Domestic abuse will affect all of us in our lifetime, either directly or through our friends and family. It’s time it stopped being nobody’s business and became everyone’s business.

Lyndsey Dearlove, head of UK Says No More at Hestia
London, SE1

We won’t forget the SNP’s decision to make MPs miss England’s World Cup game

The SNP’s forced series of House of Commons votes on motions linked to public spending for the petty spite of ensuring English MPs missed their football match against Columbia was unedifying in the extreme.

Peter Grant MP boasted on Twitter: “Thanks to impeccable timing of votes and points of order by @theSNP, the adjournment bells all over parliament rang at the very moment England scored. Tory whips, you have no idea how much influence we really have.”

Well, good job! Next time Scotland needs friends over important matters, we’ll see how willing any MP from down south are going to be to help after this.

The one crumb of comfort is English MPs will empathise with their thousands of constituents whose work commitments equally meant not watching the game with a cold beer. In that respect a parliamentary cold dash of reality as to how “the other half live” is just the tonic.

Mark Boyle
Johnstone

Replacing legal hunting with scientifically-based culling will eradicate the sport’s social gratification

It’s not hypocritical, as Chas Newkey-Burden suggests, for meat eaters to condemn wealthy people for paying large sums of money to kill iconic big game species such as lions and giraffes. The arguments against mass livestock farming are very different. Big game kills may be just as legal and in some senses justifiable.

For example, the animal could be old, there may be too many of them in a particular area and the meat could be valuable – but there is more to it than that. There is a distinctly blurred line between “legitimate” big game hunting and illegal hunting. Encourage one and the other thrives.

Replace the legal “sport” with official, scientifically-based culling, rendering all other paying or poaching activity more easily identifiable and the supposed kudos attached to the trophy photo will become even more socially unacceptable than, thank goodness, it has already become.

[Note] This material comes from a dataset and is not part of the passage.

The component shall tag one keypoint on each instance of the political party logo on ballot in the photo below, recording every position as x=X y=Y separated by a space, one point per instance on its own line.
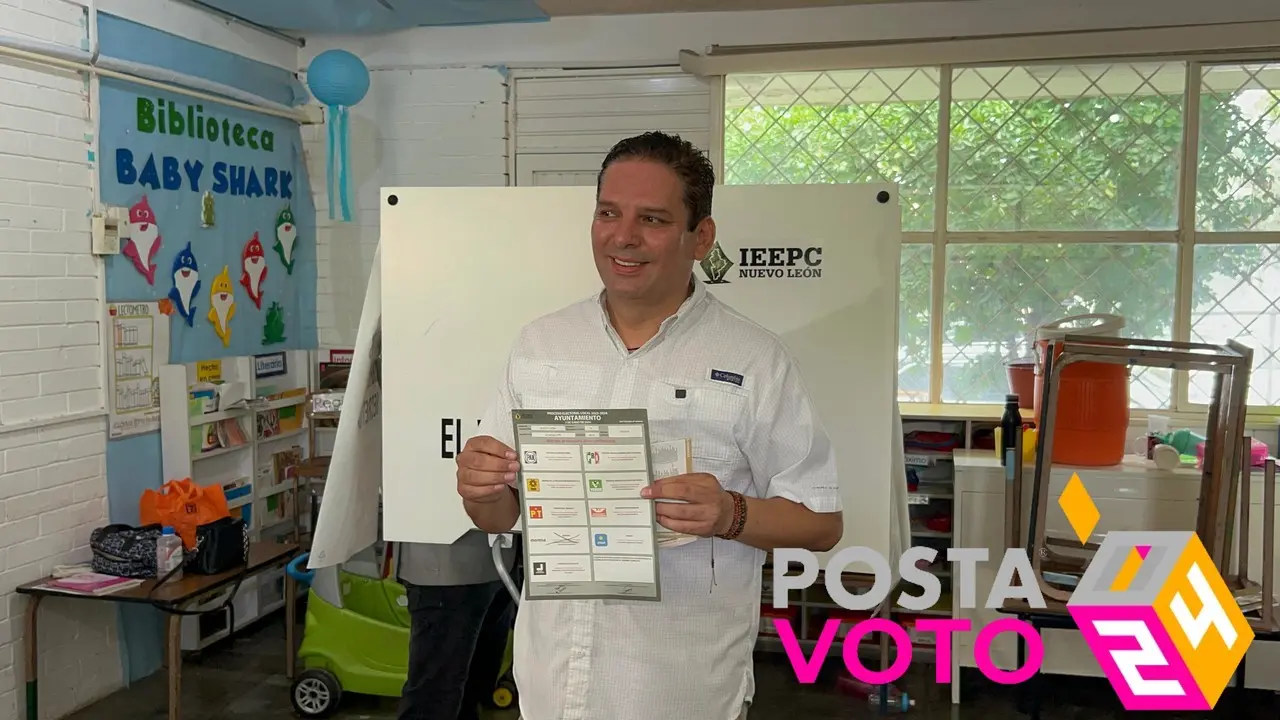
x=780 y=261
x=1152 y=607
x=1156 y=614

If these sad people need that ego boost so badly, they’d be better off paying to have their names associated with more worthy environmental causes and earning genuine respect in the process.

Patrick Cosgrove
Bucknell

All air conditioning systems and swimming pools should be solar powered

To blunt the impact of climate change on power consumption (Air conditioning to tackle summer heatwaves causes surge in deadly pollution), it should be a requirement that all air conditioning and swimming pools be exclusively solar powered.

A simple but effective change.

Steve Ford
Haydon Bridge

We need to reconsider what we tax as we could be aiding the environment

“Sin tax” is a tad pejorative.

Sumptuary or pigovian taxes are alternatives worth employing too. They are positively virtuous as they raise revenue while improving efficiency, the environment and overall health.

However, as we are all free market zealots this week, we should be talking about fully pricing in all negative externalities. If carried out with proper zeal the positive transformation of our society would be spectacular to behold.

Steve Ford
Haydon Bridge

Leaders must set better examples

Sorry President Donald Trump, spelling is important and so is correct grammar. There is a big difference between Trump and tramp.

Many educators complain about the declining standards of their students in relation to spelling, grammar and even handwriting and although few of us are perfect we should check what we say and write. As a leader there is a greater responsibility to set a better example.